Predicate Information (identified by operation id):
---------------------------------------------------

   2 - access("MGR"="MGR")
   3 - filter("MGR" IS NOT NULL)
   4 - filter("MGR" IS NOT NULL)
*****************************
Cost-Based Subquery Unnesting
*****************************
SU: Unnesting query blocks in query block SEL$1 (#1) that are valid to unnest.
Subquery Unnesting on query block SEL$1 (#1)
SU: Performing unnesting that does not require costing.
SU: Considering subquery unnest on query block SEL$1 (#1).
SU:   Checking validity of unnesting subquery SEL$2 (#2)
SU:   Passed validity checks.
SU:   Transform ALL subquery to a regular antijoin.
Registered qb: SEL$5DA710D3 0x73a4d370 (SUBQUERY UNNEST SEL$1; SEL$2)

As you can see in Test Case 1 and Test Case 3, the optimizer chooses a Null-Aware Anti-Join. In Test Case 2, a Single Null-Aware Anti-Join is chosen, and in Test Case 4 a Regular Anti-Join is chosen.

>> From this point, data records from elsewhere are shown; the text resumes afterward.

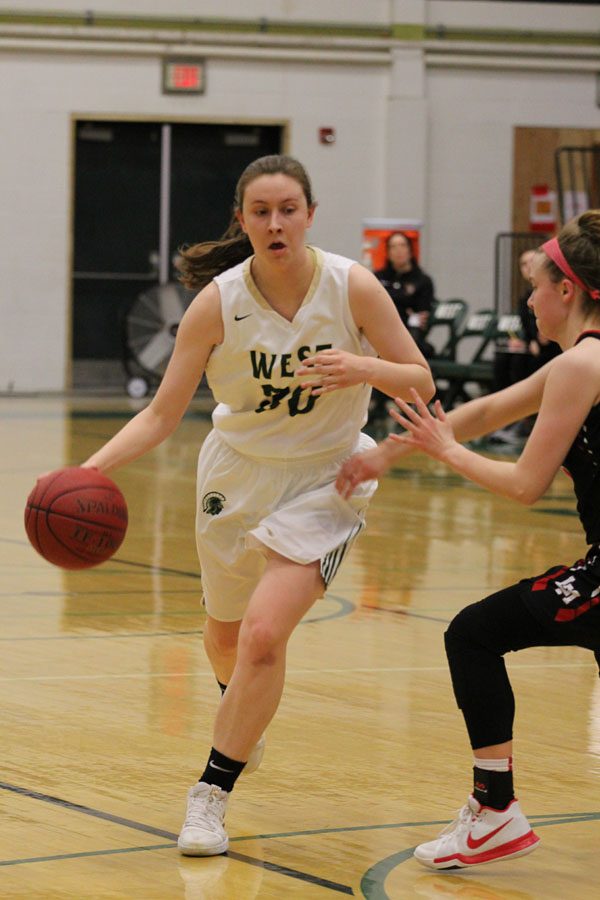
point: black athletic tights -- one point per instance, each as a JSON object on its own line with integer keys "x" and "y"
{"x": 476, "y": 640}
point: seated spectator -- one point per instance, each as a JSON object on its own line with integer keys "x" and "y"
{"x": 518, "y": 356}
{"x": 412, "y": 291}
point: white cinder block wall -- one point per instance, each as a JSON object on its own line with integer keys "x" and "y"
{"x": 419, "y": 134}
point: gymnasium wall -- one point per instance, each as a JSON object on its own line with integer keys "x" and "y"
{"x": 424, "y": 130}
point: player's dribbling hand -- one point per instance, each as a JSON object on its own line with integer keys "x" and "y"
{"x": 367, "y": 466}
{"x": 330, "y": 370}
{"x": 430, "y": 433}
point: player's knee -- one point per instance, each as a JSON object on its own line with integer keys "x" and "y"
{"x": 462, "y": 631}
{"x": 259, "y": 642}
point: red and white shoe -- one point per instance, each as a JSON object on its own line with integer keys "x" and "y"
{"x": 479, "y": 835}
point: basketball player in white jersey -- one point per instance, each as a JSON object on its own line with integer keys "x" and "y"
{"x": 291, "y": 339}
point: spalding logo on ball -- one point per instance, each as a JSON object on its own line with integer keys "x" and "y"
{"x": 76, "y": 518}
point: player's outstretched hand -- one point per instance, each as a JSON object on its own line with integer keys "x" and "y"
{"x": 365, "y": 466}
{"x": 331, "y": 369}
{"x": 430, "y": 433}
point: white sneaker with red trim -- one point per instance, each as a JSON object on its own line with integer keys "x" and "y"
{"x": 479, "y": 835}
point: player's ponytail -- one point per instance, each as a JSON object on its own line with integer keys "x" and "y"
{"x": 579, "y": 243}
{"x": 200, "y": 263}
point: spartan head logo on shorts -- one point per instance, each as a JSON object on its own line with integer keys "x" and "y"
{"x": 213, "y": 502}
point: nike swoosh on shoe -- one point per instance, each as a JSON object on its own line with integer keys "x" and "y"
{"x": 474, "y": 843}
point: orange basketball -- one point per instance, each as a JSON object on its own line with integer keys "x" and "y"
{"x": 76, "y": 518}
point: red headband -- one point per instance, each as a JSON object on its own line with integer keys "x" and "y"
{"x": 552, "y": 249}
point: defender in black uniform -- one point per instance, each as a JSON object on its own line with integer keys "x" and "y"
{"x": 560, "y": 607}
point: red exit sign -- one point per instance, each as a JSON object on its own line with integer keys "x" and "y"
{"x": 183, "y": 76}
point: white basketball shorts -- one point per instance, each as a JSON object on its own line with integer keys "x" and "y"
{"x": 290, "y": 506}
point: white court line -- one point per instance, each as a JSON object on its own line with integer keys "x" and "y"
{"x": 290, "y": 672}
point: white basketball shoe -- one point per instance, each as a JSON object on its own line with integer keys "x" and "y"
{"x": 479, "y": 835}
{"x": 202, "y": 833}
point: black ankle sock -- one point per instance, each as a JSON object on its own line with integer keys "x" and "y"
{"x": 221, "y": 770}
{"x": 493, "y": 789}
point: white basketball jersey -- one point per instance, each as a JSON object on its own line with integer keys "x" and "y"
{"x": 262, "y": 411}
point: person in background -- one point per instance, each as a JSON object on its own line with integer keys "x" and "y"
{"x": 412, "y": 292}
{"x": 520, "y": 355}
{"x": 559, "y": 607}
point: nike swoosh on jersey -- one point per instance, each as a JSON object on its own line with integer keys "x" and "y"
{"x": 474, "y": 843}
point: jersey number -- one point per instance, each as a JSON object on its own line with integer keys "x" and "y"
{"x": 274, "y": 396}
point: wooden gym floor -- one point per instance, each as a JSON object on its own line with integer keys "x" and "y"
{"x": 108, "y": 700}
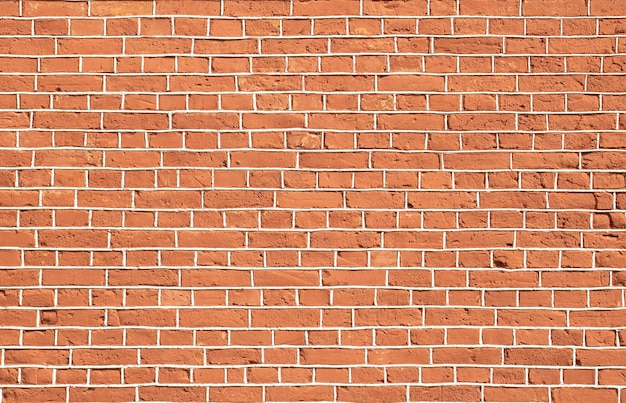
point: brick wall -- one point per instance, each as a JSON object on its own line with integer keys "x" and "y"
{"x": 338, "y": 200}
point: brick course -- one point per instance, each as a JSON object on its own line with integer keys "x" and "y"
{"x": 286, "y": 200}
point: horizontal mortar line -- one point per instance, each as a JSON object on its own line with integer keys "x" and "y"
{"x": 315, "y": 130}
{"x": 296, "y": 150}
{"x": 323, "y": 16}
{"x": 337, "y": 384}
{"x": 306, "y": 307}
{"x": 328, "y": 52}
{"x": 347, "y": 35}
{"x": 321, "y": 112}
{"x": 311, "y": 92}
{"x": 291, "y": 328}
{"x": 364, "y": 230}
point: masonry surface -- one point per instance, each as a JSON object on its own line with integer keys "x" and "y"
{"x": 375, "y": 200}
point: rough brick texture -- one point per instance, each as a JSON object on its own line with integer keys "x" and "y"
{"x": 337, "y": 200}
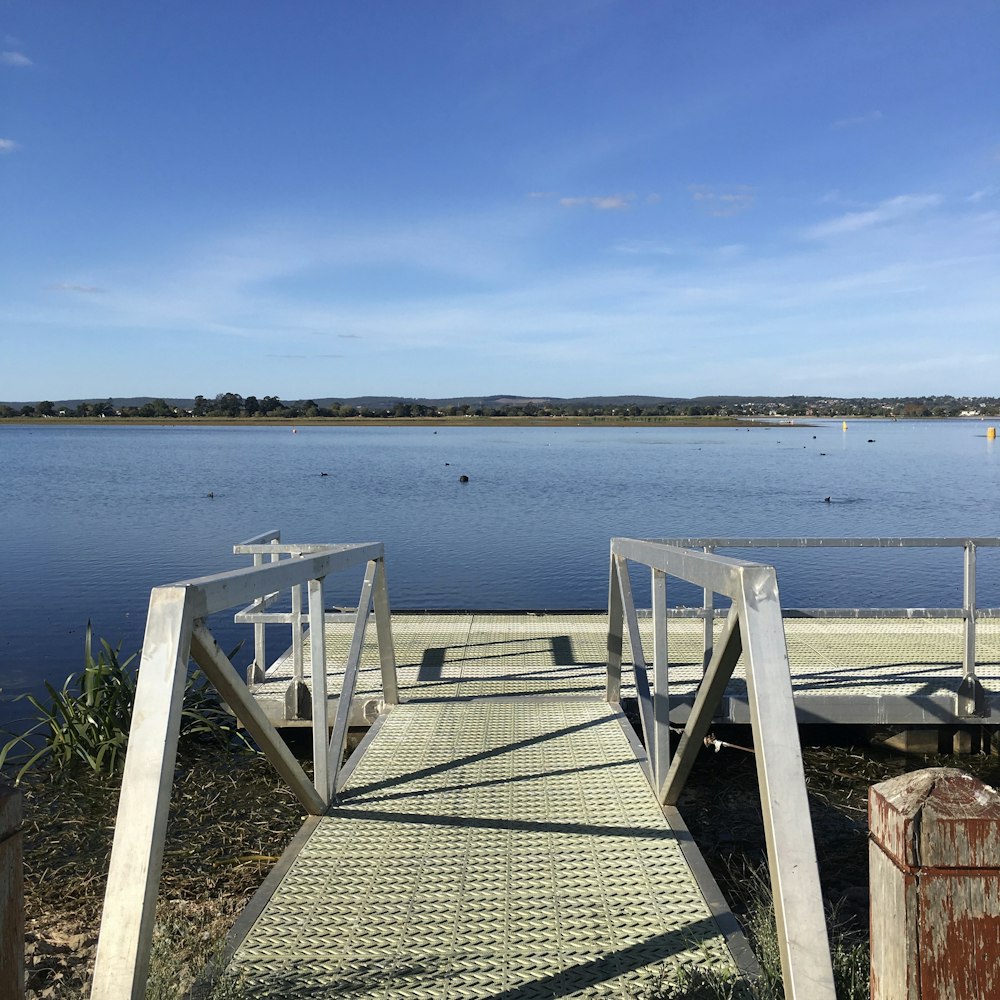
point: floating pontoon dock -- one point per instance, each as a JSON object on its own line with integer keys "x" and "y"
{"x": 500, "y": 831}
{"x": 879, "y": 671}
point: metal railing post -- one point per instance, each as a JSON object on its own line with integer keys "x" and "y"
{"x": 383, "y": 630}
{"x": 123, "y": 946}
{"x": 806, "y": 966}
{"x": 971, "y": 697}
{"x": 708, "y": 604}
{"x": 661, "y": 692}
{"x": 317, "y": 665}
{"x": 616, "y": 634}
{"x": 255, "y": 672}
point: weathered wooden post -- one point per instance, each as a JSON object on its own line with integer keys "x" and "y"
{"x": 934, "y": 859}
{"x": 11, "y": 896}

Let’s compare the plans to 10.2.0.4. I used optimizer_features_enable='10.2.0.4' on my 11.1.0.6 database as well as tested it on 10.2.0.4; the plans are identical in both cases.

10.2.0.4
Test Case 1: Either Side Can Be Null

select count(*)
from   emp
where  mgr not in (select mgr from emp);
Execution Plan
----------------------------------------------------------
Plan hash value: 1842922539

----------------------------------------------------------------------------
| Id  | Operation           | Name | Rows  | Bytes | Cost (%CPU)| Time     |
----------------------------------------------------------------------------
|   0 | SELECT STATEMENT    |      |     1 |     4 |    14   (0)| 00:00:01 |
|   1 |  SORT AGGREGATE     |      |     1 |     4 |            |          |
|*  2 |   FILTER            |      |       |       |            |          |
|   3 |    TABLE ACCESS FULL| EMP  |    14 |    56 |     2   (0)| 00:00:01 |
|*  4 |    TABLE ACCESS FULL| EMP  |     2 |     8 |     2   (0)| 00:00:01 |
----------------------------------------------------------------------------

Predicate Information (identified by operation id):
---------------------------------------------------

   2 - filter( NOT EXISTS (SELECT 0 FROM "EMP" "EMP" WHERE
              LNNVL("MGR":B1)))
   4 - filter(LNNVL("MGR":B1))

Test Case 2: Right Side Is Not Null

select count(*)
from   emp
where  mgr not in (select mgr from emp where mgr is not null);
Execution Plan
----------------------------------------------------------
Plan hash value: 1842922539

----------------------------------------------------------------------------
| Id  | Operation           | Name | Rows  | Bytes | Cost (%CPU)| Time     |
----------------------------------------------------------------------------
|   0 | SELECT STATEMENT    |      |     1 |     4 |    14   (0)| 00:00:01 |
|   1 |  SORT AGGREGATE     |      |     1 |     4 |            |          |
|*  2 |   FILTER            |      |       |       |            |          |
|   3 |    TABLE ACCESS FULL| EMP  |    14 |    56 |     2   (0)| 00:00:01 |
|*  4 |    TABLE ACCESS FULL| EMP  |     2 |     8 |     2   (0)| 00:00:01 |
----------------------------------------------------------------------------

Predicate Information (identified by operation id):
---------------------------------------------------

   2 - filter( NOT EXISTS (SELECT 0 FROM "EMP" "EMP" WHERE "MGR" IS NOT
              NULL AND LNNVL("MGR":B1)))
   4 - filter("MGR" IS NOT NULL AND LNNVL("MGR":B1))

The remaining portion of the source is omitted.